The Lippman School and the Summit County Historical Society will present an evening of Native American art Oct. 13, at 7 p.m., featuring Peter Jones, Onondaga Tribal member and nationally renowned sculptor. The event will take place in the Shaw JCC Auditorium, at 750 White Pond Dr., which is located on the same campus as The Lippman School.
Jones, who created the iconic bronze sculpture of an American Indian carrying a canoe along the Portage Path in Akron, will share a presentation of his work spanning 50 years of artistry. Jones is known for his pottery and sculpture, some of which is on display at the National Museum of the American Indian, in Washington, DC.
Summit County Historical Society Board Chair Dave Lieberth says this will be the first time Jones has returned to the Akron area since his sculpture was dedicated in 2001.
“When the Historical Society launched the initiative to mark the exact route of the historic Portage Path, we sought a Native American sculptor who would bring authenticity to the job of creating statues marking the terminus points,” Lieberth says. “Peter Jones is highly regarded in the community of Iroquoian artists, and accepted the challenge to create markers that are today among the few monumental sculptures of an American Indian, created by an American Indian artist in the U.S. His return to Akron will allow a new generation of students to learn about Native American culture from an authentic source.”
Lippman’s Head of School, Sam Chestnut, adds, “Our school’s partnership with The Northern Cheyenne Nation offers not only our students, but the entire Akron community the opportunity to consider the significant historical and modern contributions that indigenous people have made in the experience of shaping culture. The Lippman School model encourages meaningful and deep cross-cultural learning to help students develop their own sense of identity and to carry on their traditions from generation to generation.”
Jones’ visit will also include clay pottery and sculpture workshops with Lippman School students, during a week of Native American-themed activities in connection with the school’s ongoing cultural exchange program with the Northern Cheyenne Nation in Montana.
The week of events also includes an evening of traditional drumming, dancing and singing at Firestone Metro Park, Oct. 17, 7 to 8:30 p.m., Firestone Metro Park, Tuscarawas Meadows area, 2620 Harrington Rod in Akron.

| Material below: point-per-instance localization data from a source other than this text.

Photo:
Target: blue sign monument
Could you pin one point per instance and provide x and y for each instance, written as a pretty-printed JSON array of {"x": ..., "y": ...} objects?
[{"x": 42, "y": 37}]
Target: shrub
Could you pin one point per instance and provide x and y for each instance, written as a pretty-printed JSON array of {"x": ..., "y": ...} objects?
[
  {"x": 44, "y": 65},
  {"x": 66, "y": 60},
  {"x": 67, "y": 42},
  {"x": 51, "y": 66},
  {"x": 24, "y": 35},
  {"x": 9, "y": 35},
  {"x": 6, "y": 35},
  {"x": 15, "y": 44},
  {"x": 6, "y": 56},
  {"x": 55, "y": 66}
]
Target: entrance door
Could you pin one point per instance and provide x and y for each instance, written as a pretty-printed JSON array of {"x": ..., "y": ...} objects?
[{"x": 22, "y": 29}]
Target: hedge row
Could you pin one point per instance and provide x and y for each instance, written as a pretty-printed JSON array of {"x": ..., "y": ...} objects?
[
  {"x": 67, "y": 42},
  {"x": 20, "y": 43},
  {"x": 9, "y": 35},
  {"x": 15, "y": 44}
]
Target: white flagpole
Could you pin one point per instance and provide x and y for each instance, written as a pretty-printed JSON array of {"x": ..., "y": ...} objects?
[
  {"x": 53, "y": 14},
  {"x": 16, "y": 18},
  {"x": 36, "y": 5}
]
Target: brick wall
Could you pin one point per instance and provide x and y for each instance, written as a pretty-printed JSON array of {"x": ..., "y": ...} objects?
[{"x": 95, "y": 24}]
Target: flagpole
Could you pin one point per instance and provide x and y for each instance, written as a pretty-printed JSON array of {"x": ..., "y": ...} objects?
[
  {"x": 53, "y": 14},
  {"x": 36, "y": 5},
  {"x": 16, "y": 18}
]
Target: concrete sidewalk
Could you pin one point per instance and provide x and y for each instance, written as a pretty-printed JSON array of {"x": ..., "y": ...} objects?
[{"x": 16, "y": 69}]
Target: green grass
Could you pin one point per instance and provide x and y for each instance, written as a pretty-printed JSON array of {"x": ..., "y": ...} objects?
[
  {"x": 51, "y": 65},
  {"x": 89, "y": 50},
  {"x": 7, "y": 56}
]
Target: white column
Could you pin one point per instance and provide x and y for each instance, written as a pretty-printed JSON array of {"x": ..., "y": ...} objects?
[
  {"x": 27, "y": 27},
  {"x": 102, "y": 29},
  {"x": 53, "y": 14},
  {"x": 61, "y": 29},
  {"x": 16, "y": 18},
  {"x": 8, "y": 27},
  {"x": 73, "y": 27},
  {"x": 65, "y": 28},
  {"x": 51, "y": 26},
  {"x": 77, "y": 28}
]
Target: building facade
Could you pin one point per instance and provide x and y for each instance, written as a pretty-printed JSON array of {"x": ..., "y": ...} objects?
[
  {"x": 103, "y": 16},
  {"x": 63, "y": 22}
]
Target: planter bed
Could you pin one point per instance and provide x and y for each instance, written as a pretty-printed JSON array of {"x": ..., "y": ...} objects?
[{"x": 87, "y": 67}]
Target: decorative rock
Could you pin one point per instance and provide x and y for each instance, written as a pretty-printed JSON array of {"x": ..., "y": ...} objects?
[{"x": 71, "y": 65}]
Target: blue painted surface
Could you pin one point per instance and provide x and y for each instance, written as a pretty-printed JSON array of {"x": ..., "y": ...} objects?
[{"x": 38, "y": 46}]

Northern Cheyenne bead artists and musicians, who are part of a Lippman School cultural exchange program, will also present examples of their work, some of which will be available for purchase that evening.
Lippman School Humanities Teacher, Matt Russ, says the focus of the exchange program, which is now in its fourth year, has been expanded to include a more concentrated study of the rich indigenous history of the Akron area.
“Bringing in a Native artist, who created significant artwork to honor the history of indigenous tribes in our area, is an important learning opportunity for our students. Any time students have the opportunity to learn from a professional of any kind, it broadens their perspective, and it affords them the opportunity to connect what they learn in the classroom, to their community and the world.”